Kyoto Municipal Museum of School History
The Kyoto Municipal Museum of School History is housed in a former school and introduces the history of Japanese education from the Edo Period to the present day.
Kyoto Municipal Museum of School History 京都市学校歴史博物館
The Kyoto Municipal Museum of School History is located south of Shijo in Gion not far from Bukkoji Temple and Shijo Kawaramachi Station.
The museum, which opened in 1998, is located in a former Meiji Period primary school with other parts of old school buildings from all over Japan also assembled here.
Kyoto Municipal Museum of School History
Carriage Porch of Former Seitoku Primary School (1875), Kyoto Municipal Museum of School History, Gion, Kyoto
The Kyoto Municipal Museum of School History is dedicated to education in Japan in general from the terakoya schools of the Edo Period to the present day.
The museum also lays particular emphasis on the ground-breaking role played by Kyoto in laying the foundations of a modern education system in Japan after the Meiji Restoration of 1868.
The museum is laid out on three floors of the old school and includes both permanent and temporary exhibitions.

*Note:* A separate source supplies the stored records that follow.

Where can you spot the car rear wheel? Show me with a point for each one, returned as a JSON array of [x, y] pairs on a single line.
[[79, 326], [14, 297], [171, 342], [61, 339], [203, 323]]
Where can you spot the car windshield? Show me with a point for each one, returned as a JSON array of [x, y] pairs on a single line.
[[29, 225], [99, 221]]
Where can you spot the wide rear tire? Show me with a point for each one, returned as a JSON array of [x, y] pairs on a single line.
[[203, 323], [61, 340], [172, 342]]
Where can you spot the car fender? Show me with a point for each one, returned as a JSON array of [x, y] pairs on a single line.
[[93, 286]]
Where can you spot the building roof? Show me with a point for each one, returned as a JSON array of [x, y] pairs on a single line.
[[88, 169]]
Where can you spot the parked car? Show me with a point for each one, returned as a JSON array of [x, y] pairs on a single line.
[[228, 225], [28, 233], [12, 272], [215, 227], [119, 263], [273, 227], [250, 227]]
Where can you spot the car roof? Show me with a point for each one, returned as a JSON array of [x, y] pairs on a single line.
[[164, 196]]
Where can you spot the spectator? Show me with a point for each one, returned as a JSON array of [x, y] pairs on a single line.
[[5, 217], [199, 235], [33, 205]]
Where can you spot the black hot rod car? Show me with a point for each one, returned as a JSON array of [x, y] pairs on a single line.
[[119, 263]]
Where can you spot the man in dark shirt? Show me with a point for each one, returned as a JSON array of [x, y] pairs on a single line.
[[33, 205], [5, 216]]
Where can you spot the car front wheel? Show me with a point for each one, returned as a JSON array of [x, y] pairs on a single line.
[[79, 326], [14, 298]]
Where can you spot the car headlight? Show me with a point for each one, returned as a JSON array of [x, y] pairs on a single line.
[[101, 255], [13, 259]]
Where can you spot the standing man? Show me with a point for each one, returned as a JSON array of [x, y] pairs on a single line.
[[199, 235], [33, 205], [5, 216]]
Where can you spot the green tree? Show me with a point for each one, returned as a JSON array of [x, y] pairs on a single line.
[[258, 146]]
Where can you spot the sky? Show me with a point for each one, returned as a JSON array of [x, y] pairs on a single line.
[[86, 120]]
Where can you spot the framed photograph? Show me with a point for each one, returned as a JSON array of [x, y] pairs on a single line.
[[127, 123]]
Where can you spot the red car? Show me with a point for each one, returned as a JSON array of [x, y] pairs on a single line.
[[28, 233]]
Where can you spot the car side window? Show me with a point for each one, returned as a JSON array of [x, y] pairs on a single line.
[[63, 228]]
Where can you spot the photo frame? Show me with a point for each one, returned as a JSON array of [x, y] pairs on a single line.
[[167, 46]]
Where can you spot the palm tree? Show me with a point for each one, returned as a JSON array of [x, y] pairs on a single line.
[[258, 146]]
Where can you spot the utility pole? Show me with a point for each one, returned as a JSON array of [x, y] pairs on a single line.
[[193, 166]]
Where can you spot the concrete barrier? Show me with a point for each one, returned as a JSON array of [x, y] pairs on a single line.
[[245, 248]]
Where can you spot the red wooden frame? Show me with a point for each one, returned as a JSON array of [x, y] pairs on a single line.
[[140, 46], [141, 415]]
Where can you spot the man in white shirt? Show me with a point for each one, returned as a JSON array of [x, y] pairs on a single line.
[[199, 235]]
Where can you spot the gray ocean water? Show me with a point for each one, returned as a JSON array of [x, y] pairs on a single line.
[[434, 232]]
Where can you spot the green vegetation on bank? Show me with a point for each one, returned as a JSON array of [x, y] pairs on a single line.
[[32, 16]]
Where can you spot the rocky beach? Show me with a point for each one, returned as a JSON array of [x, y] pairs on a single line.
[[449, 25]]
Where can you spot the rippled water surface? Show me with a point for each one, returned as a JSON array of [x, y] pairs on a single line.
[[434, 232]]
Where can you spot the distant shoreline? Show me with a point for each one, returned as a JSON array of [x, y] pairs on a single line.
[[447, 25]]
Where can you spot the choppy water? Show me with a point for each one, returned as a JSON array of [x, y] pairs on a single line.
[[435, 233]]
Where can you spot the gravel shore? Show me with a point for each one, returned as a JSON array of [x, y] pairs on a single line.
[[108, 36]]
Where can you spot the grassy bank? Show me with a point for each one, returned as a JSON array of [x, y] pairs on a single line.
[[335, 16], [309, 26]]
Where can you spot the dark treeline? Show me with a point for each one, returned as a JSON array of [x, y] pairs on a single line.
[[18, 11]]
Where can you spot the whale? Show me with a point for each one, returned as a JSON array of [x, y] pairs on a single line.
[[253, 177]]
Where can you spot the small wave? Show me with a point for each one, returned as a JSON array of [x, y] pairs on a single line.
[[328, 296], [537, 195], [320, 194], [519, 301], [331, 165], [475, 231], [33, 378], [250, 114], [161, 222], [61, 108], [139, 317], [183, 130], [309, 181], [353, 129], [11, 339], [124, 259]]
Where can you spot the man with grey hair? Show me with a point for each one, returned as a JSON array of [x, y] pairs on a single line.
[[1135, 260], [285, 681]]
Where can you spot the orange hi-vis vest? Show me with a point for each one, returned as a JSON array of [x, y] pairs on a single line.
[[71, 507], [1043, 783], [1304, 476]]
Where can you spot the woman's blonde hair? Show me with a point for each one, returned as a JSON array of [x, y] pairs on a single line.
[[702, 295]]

The first floor has exhibits on private Japanese schools in the last days of the shogunate such as terakoya (temple schools), kogido (cram schools for Chinese classics), meishinkan (Han or domain schools), senkyokan (lifelong education centers) and meirinsha or shingaku (moral philosophy schools).
Early education in the Meiji Period in Kyoto is introduced in particular the bangumi (school district) system, where 64 primary schools were established in Kyoto in 1869 by public donation three years before the advent of new national schools established by the Meiji government in 1872. The so-called kamadokin financed the new schools. Households possessing a kamado stove were obliged to make a donation towards schooling in the city.
As national education progressed in the Meiji Period, classrooms shifted from tatami mats to desks (known as tafel from the Dutch word) and chairs. Music was introduced to the Japanese school curriculum using imported western instruments along with art with an emphasis on Japanese painting and calligraphy using brush and ink.
Special needs schools were also introduced - the first in Japan being in Kyoto (Kyoto-moain) along with kindergarten for pre-school aged children, with the first in Tokyo - now the Attached Kindergarten of Ochanomizu University.
Stone Statue of Kinjiro Ninomiya (Former Shotoku Junior High School)
Exhibits, Kyoto Municipal Museum of School History, Kyoto
A variety of textbooks are also on display. From 1880-1902 private publishers provided the textbooks in Japanese schools. From 1903-1945 textbooks were provided by the Ministry of Education as the state began to play an increasing role in shaping the minds of the young.
Exhibits of textbooks from pre- and post-war Japan show the heavy censorship (suminuri - black ink painting) that took place after Japan's defeat in World War II and the "re-training" manuals issued to teachers from 1946.
There is also a fascinating look at the development of the school lunch, which in reality has not changed that much since its inception.
Kyoto Municipal Museum of School History, Kyoto
After World War II segregated state schooling for boys and girls was abolished and Junior High schools were established allowing for nine years of compulsory education.
The second floor and third floors introduce the Japanese classroom and there are photographs of Japanese schools and school activities including sports, drama and art.
Kyoto Municipal Museum of School History, Gion, Kyoto
Kyoto Municipal Museum of School History (kyo-gakurehaku.jp)
437 Tachibana-cho, Gokomachi-dori, Bukkoji-sagaru, Shimogyo-ku
Kyoto 600-8044
Tel: 075 344-1305
Hours: Open from 9 am to 5 pm
Closed Wednesday, unless a national holiday, and over the New Year period.
Admission: Adults 200 yen
University, High School, Junior High School & Elementary School students 100 yen
From Kyoto Station take a #5 bus, a #26 bus or a #101 Raku Bus and get off at the Shijo Karasuma bus stop. Kyoto buses #8, #11, #12, #32, #46, #91, #201, #203 and #207 also stop at the Shijo Karasuma bus stop.
Kyoto Municipal Museum of School History is also an approximately 10 to 15-minute walk from Shijo Karasuma Station on the Kyoto subway and about 7 minutes from Hankyu Shijo Kawaramachi Station. From Kyoto Station buses #4, #5, #17, #104 and #205 go to Shijo Kawaramachi.